As of 2AM, the Virginia Republican primary ballot was finalized. The choices are Mitt Romney and Ron Paul; no one else made the ballot. As far as I’m concerned, if you don’t make the Virginia primary, you won’t be the nominee. Virginia has held primaries for President on the Republican side since 1988, and the winner has been the nominee every single time. In 2000 and 2008, the Old Dominion was a critical stabilizer for nominees Bush and McCain, respectively.
In other words, the choices are Ron Paul and Mitt Romney. I sincerely doubt Paul will win, and I prefer Romney based on foreign policy (he’s better on Communist China than Paul is). That said, Romney will be one of the weakest – if not the weakest – party nominee in recent memory. The base doeesn’t trust him; he will be the obvious last choice for a number of primary voters; and his persona, while reassuring to many, will be bland (at best) to others.
In short, Mitt Romney will need a game-changing running mate, from a critical swing state, and with the ability to win over conservative voters unsure about the guy at the top of the ticket. Marco Rubio could fit the bill, but Florida – even in 2008 – was better for the GOP than the national results were. Virginia, by contrast, was a carbon copy of the national numbers.
So Virginia would be a better place to find a running mate, and there is in fact a statewide politician who could solve several of Mitt Romney’s problems at once: Attorney General Ken Cuccinelli.

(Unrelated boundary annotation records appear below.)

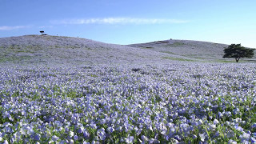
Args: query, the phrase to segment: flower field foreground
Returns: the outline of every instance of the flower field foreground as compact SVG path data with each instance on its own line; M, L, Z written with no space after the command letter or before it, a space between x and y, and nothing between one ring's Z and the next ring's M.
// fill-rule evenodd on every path
M256 65L2 66L0 143L254 143Z

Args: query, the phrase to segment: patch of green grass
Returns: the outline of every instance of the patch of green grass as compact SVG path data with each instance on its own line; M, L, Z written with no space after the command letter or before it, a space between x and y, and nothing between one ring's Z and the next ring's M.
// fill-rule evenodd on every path
M192 59L186 59L186 58L173 58L173 57L162 57L164 59L170 59L174 61L187 61L187 62L195 62Z
M178 46L182 46L184 45L186 45L186 44L183 42L174 42L173 44L165 45L165 46L166 46L166 47L178 47Z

For those worried about “Romneycare” and Mitt’s on-again, off-again relationship with mandates, nothing would reassure them quite like a running mate who led a lawsuit against Obamacare, especially if the case hits the Supreme Court during the campaign season.
Given Virginia’s proximity to the national capital (and Cuccinelli’s career in Northern Virginia politics), his conservative credentials would be apparent almost immediately, providing an excellent “balance” to Romney.
Finally, a Romney-Cuccinelli ticket would, if victorious, bring us the first ever Italian-American Vice President. In addition to the historical importance of that, it could also make New Jersey competitive again.
Oh, and Cuccinelli would have two-and-a-half more years of executive branch experience than the entire Democrats’ ticket had in 2008.
I understand that most of the Virginia running-mate talk has centered around Bob McDonnell, but his persona is too close to Romney to be very effective. Cuccinelli, by contrast, could complement the ticket in all of the ways above noted.
So, yes, I will vote for Mitt Romney for president on March 6 (and no, it won’t be very much fun), but I consider it critical for Romney to pick the right running mate; and I am convinced that is Ken Cuccinelli.